The reasoning is a burden-of-proof argument. Opus 4.7 costs roughly 10x more per content session at Jenn’s production volume. To justify that premium, there would need to be clear and consistent quality improvement — not just the absence of a decline, but a measurable, reproducible advantage. The Phase 1 benchmark already pointed in the wrong direction (21/30 vs 28/30 on the task suite). The shadow eval was the place to find a counterargument. It did not produce one.

When the positive case for an upgrade doesn’t materialize and the cost penalty is real and large, the default holds.

Scoring Rigg’s predictions

Rigg filed three adversarial predictions on 2026-06-07, before any shadow data was collected.

Prediction 1 was that Opus 4.7 would require at least 30% more humanizer revision than Sonnet 4.6. Untestable — zero shadow articles were collected, so there is no humanizer delta.

Prediction 2 was that Opus 4.7 would overshoot short-form word count targets (600–1000 words) but hit long-form targets (2000–3000 words) better. Also untestable for the same reason.

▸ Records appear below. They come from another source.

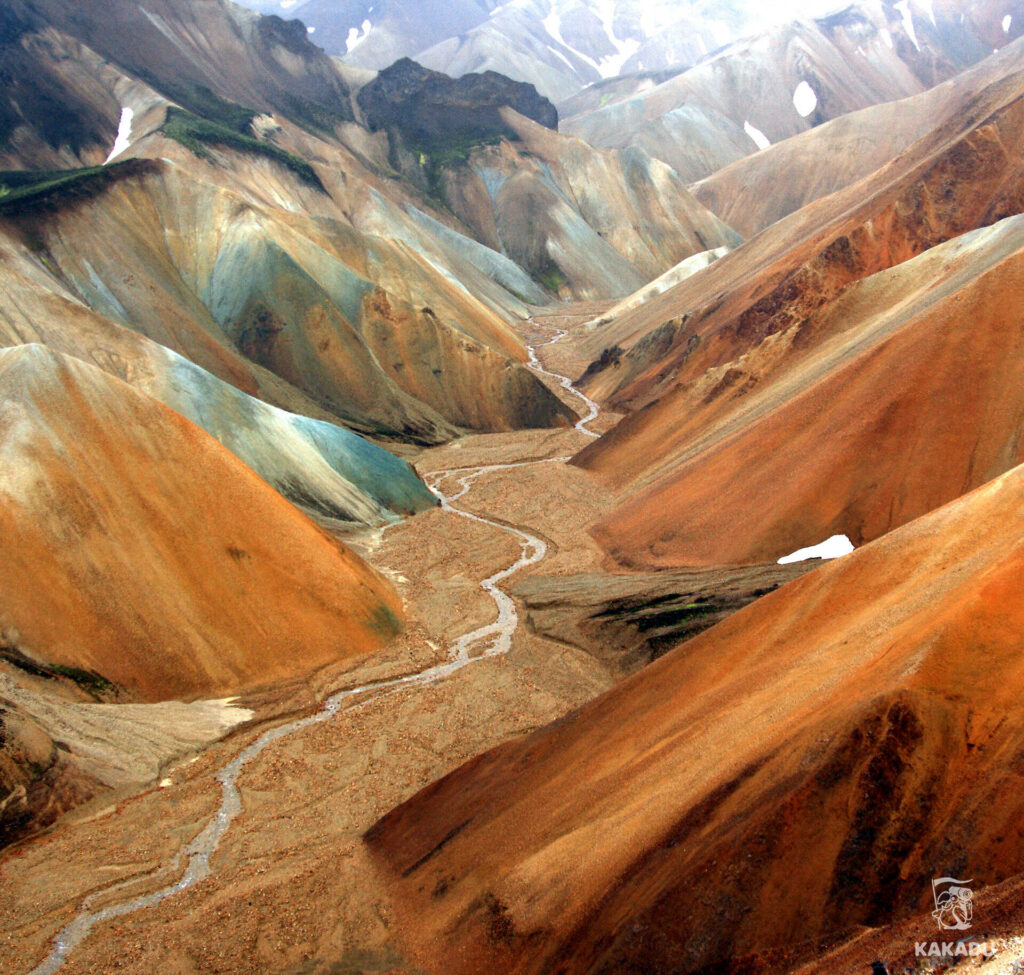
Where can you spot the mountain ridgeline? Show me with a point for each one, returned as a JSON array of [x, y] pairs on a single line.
[[526, 486]]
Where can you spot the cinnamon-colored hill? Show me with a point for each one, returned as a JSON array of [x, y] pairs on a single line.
[[139, 549], [893, 399], [963, 175], [755, 192], [804, 768], [753, 337]]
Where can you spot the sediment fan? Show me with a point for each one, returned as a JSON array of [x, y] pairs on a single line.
[[541, 492]]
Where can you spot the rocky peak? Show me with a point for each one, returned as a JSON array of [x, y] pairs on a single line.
[[433, 112]]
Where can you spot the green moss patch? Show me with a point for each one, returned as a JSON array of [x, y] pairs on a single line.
[[23, 191], [196, 133]]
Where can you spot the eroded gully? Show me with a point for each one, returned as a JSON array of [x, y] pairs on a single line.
[[494, 639]]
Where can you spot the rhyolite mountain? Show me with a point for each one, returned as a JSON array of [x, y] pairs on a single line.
[[247, 286], [764, 792], [786, 321], [565, 46]]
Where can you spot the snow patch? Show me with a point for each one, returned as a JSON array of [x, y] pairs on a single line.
[[356, 36], [836, 547], [760, 139], [553, 25], [563, 57], [804, 99], [612, 67], [904, 9], [123, 139]]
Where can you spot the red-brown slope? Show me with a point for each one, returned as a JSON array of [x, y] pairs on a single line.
[[878, 408], [807, 766], [756, 191], [965, 174], [137, 547]]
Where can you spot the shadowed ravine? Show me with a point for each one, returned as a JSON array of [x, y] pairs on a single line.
[[493, 639]]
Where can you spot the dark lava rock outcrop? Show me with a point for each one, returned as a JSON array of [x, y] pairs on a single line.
[[793, 775]]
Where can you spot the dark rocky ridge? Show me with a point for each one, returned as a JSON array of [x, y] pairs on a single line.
[[439, 115]]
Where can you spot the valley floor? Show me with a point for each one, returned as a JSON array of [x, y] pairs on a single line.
[[292, 888]]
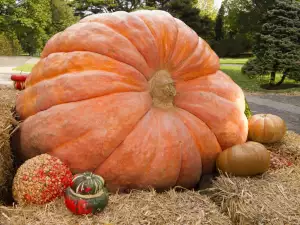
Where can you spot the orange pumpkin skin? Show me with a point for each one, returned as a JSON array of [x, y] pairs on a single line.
[[137, 98], [266, 128], [248, 159]]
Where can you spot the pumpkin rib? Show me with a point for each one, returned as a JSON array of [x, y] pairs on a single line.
[[185, 45], [145, 75], [205, 84], [146, 143], [208, 152], [202, 62], [227, 133], [46, 62], [134, 127], [117, 31], [107, 118], [104, 43], [75, 84], [154, 14], [186, 59]]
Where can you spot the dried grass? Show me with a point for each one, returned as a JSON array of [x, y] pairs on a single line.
[[7, 102], [272, 198], [289, 147], [135, 208]]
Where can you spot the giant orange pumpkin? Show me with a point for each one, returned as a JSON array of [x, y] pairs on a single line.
[[137, 98]]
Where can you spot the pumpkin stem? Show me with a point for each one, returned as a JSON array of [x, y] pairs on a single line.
[[162, 89]]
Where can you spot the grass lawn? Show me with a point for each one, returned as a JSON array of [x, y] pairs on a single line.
[[255, 84], [233, 60], [25, 67]]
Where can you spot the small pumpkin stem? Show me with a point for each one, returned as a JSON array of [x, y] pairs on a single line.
[[162, 89]]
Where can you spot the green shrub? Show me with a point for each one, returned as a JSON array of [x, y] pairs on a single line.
[[9, 46]]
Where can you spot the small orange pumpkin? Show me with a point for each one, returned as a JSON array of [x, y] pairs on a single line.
[[137, 97], [266, 128], [248, 159]]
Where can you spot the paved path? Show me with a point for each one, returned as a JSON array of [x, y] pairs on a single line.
[[285, 106]]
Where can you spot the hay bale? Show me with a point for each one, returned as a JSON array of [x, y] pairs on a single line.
[[288, 147], [135, 208], [273, 198], [7, 102]]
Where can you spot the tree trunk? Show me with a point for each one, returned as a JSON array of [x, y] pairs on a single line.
[[272, 78], [282, 78]]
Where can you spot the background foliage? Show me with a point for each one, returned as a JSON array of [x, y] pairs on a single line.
[[266, 30]]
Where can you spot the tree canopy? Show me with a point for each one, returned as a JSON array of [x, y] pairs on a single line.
[[277, 47]]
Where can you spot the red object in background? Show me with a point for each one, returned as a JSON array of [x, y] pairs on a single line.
[[19, 81]]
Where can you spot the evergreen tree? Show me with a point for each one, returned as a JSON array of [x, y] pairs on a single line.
[[207, 8], [219, 27], [277, 47], [31, 19], [62, 16]]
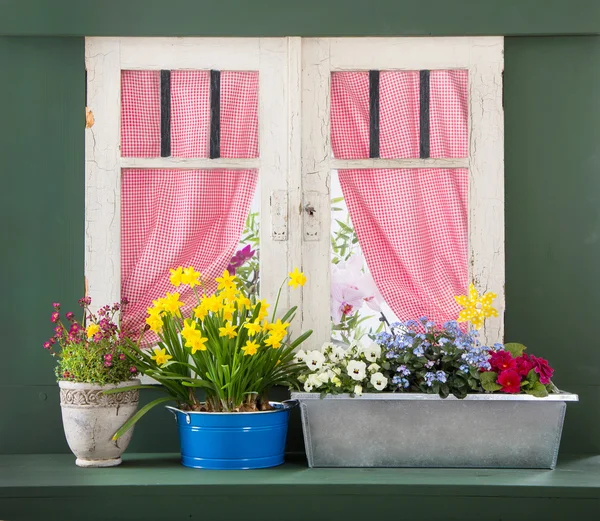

Prediction 3 was that Delmar would stay on Sonnet 4.6. Correct, but not for the reasons Rigg modeled. Rigg expected a rubric comparison where Opus 4.7 showed some wins and some losses. The actual scenario was: no data. The prediction matched the outcome; the causal model underneath it was wrong.

What we still don’t know

The content-quality question is genuinely open. Agentic-core-v1 tells us Opus 4.7 is worse at tool-use tasks and 10x more expensive. It says nothing reliable about whether its prose output is more substantive, more original, or easier to pass through a humanizer without large rewrites.

The shadow eval infrastructure produced nothing in seven days. If that gets fixed and a proper comparison runs, the Phase 1 priors say: don’t expect much. Opus 4.7 is not a model that punches above its weight on tasks requiring precision. Whether content writing is that kind of task or a different kind — that question stands.

[Speculation] The verbosity-as-feature hypothesis — that Opus 4.7’s thoroughness would translate to more substantive article drafts — has neither been confirmed nor ruled out. It would need a different eval setup: one where both models actually write the same articles, not one where the routing layer produces nothing.

Campaign data: jenn-direction-b-shadow-eval-2026-06-07.json in ModelClaw. Shadow eval spec: jenn-direction-b-shadow-eval-2026-06-07.json. Phase 1 article: Claude Opus 4.7 × agentic-core-v1.